As If We've Met Before: LLMs Exhibit Certainty in Recognizing Seen Files
Haodong Li 1, Jingqi Zhang 2, Xiao Cheng 3, Peihua Mai 2, Haoyu Wang 1, Yan Pang 2
Published on arXiv
2511.15192
Membership Inference Attack
OWASP ML Top 10 — ML04
Key Finding
Achieves 90.1%–93.8% balanced accuracy on LLaMA 7b/LLaMA2 7b, representing over 90% relative improvement over SOTA MIA baselines for copyright detection in LLMs.
COPYCHECK
Novel technique introduced
The remarkable language ability of Large Language Models (LLMs) stems from extensive training on vast datasets, often including copyrighted material, which raises serious concerns about unauthorized use. While Membership Inference Attacks (MIAs) offer potential solutions for detecting such violations, existing approaches face critical limitations and challenges due to LLMs' inherent overconfidence, limited access to ground truth training data, and reliance on empirically determined thresholds. We present COPYCHECK, a novel framework that leverages uncertainty signals to detect whether copyrighted content was used in LLM training sets. Our method turns LLM overconfidence from a limitation into an asset by capturing uncertainty patterns that reliably distinguish between ``seen" (training data) and ``unseen" (non-training data) content. COPYCHECK further implements a two-fold strategy: (1) strategic segmentation of files into smaller snippets to reduce dependence on large-scale training data, and (2) uncertainty-guided unsupervised clustering to eliminate the need for empirically tuned thresholds. Experiment results show that COPYCHECK achieves an average balanced accuracy of 90.1% on LLaMA 7b and 91.6% on LLaMA2 7b in detecting seen files.
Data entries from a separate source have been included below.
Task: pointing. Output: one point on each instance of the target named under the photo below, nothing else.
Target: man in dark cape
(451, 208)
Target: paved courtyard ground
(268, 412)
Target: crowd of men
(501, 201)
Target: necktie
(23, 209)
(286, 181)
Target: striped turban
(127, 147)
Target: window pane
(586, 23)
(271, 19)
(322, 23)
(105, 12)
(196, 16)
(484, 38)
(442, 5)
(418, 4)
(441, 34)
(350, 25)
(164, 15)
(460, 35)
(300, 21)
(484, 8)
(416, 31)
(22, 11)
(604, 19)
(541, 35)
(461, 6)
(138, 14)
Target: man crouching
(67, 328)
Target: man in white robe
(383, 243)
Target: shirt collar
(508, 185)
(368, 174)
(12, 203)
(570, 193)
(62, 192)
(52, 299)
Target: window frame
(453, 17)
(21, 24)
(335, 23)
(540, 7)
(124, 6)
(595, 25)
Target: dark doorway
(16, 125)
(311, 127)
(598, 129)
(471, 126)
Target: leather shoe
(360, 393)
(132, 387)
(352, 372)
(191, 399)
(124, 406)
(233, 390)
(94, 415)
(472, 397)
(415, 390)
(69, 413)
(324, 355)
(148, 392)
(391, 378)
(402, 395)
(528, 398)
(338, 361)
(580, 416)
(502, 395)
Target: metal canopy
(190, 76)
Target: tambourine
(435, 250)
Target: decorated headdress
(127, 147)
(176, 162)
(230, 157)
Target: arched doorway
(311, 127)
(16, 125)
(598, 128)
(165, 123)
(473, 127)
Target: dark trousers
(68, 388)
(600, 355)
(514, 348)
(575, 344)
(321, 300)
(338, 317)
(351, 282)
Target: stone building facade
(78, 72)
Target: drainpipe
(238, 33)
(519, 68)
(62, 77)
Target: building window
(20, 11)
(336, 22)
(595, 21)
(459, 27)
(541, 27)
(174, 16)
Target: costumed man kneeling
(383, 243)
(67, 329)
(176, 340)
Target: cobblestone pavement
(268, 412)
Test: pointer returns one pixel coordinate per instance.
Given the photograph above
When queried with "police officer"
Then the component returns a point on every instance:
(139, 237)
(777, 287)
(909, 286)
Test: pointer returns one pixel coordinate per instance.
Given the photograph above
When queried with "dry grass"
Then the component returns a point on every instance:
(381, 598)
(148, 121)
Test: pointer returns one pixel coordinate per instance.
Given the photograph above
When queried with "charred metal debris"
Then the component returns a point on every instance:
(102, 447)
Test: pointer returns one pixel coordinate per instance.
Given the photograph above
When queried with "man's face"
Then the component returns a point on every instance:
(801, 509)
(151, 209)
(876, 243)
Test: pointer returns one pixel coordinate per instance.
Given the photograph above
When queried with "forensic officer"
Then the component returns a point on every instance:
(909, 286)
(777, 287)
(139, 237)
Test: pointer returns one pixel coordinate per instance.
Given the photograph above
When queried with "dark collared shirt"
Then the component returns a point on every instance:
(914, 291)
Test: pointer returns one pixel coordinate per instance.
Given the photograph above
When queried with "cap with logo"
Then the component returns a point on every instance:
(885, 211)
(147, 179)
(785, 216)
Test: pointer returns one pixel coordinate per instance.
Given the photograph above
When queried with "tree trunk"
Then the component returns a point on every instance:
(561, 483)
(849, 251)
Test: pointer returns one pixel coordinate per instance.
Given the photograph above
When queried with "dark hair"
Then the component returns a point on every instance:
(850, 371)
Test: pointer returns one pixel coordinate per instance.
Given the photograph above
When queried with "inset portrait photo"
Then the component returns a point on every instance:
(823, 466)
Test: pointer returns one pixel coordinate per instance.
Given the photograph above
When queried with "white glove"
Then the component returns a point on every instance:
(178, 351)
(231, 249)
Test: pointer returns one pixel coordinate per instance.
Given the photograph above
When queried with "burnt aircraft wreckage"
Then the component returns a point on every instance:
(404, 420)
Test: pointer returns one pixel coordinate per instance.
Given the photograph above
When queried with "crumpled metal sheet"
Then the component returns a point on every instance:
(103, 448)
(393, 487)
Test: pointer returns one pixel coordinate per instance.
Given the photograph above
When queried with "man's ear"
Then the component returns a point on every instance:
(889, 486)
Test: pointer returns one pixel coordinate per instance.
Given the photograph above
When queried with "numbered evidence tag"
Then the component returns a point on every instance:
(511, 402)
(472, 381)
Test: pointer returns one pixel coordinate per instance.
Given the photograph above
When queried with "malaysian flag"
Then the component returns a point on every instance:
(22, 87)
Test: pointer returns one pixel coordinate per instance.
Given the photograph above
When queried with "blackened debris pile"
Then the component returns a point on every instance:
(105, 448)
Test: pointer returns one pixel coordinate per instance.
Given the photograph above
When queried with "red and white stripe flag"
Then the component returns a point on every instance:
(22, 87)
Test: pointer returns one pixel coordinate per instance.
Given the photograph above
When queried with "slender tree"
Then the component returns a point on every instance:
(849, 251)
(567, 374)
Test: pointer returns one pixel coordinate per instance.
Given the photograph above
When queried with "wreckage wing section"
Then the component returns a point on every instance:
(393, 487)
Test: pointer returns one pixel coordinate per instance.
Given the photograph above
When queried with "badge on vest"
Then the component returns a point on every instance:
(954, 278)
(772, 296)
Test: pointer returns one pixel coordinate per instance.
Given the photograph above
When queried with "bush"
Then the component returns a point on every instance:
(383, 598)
Compared to the SOTA baseline, COPYCHECK achieves over 90% relative improvement, reaching up to 93.8\% balanced accuracy. It further exhibits strong generalizability across architectures, maintaining high performance on GPT-J 6B. This work presents the first application of uncertainty for copyright detection in LLMs, offering practical tools for training data transparency.
Key Contributions
- COPYCHECK: a MIA framework that turns LLM overconfidence into a signal by capturing uncertainty patterns that distinguish seen (training) from unseen (non-training) content
- Strategic file segmentation into smaller snippets to reduce dependence on large-scale labeled training data
- Uncertainty-guided unsupervised clustering that eliminates the need for empirically tuned decision thresholds
🛡️ Threat Analysis
COPYCHECK is explicitly framed as a Membership Inference Attack framework — its core task is the binary determination of whether specific files (copyrighted content) were present in an LLM's training set, which is the canonical ML04 threat. The novel contribution is leveraging LLM uncertainty/overconfidence patterns to perform this inference without relying on ground-truth training data or empirically tuned thresholds.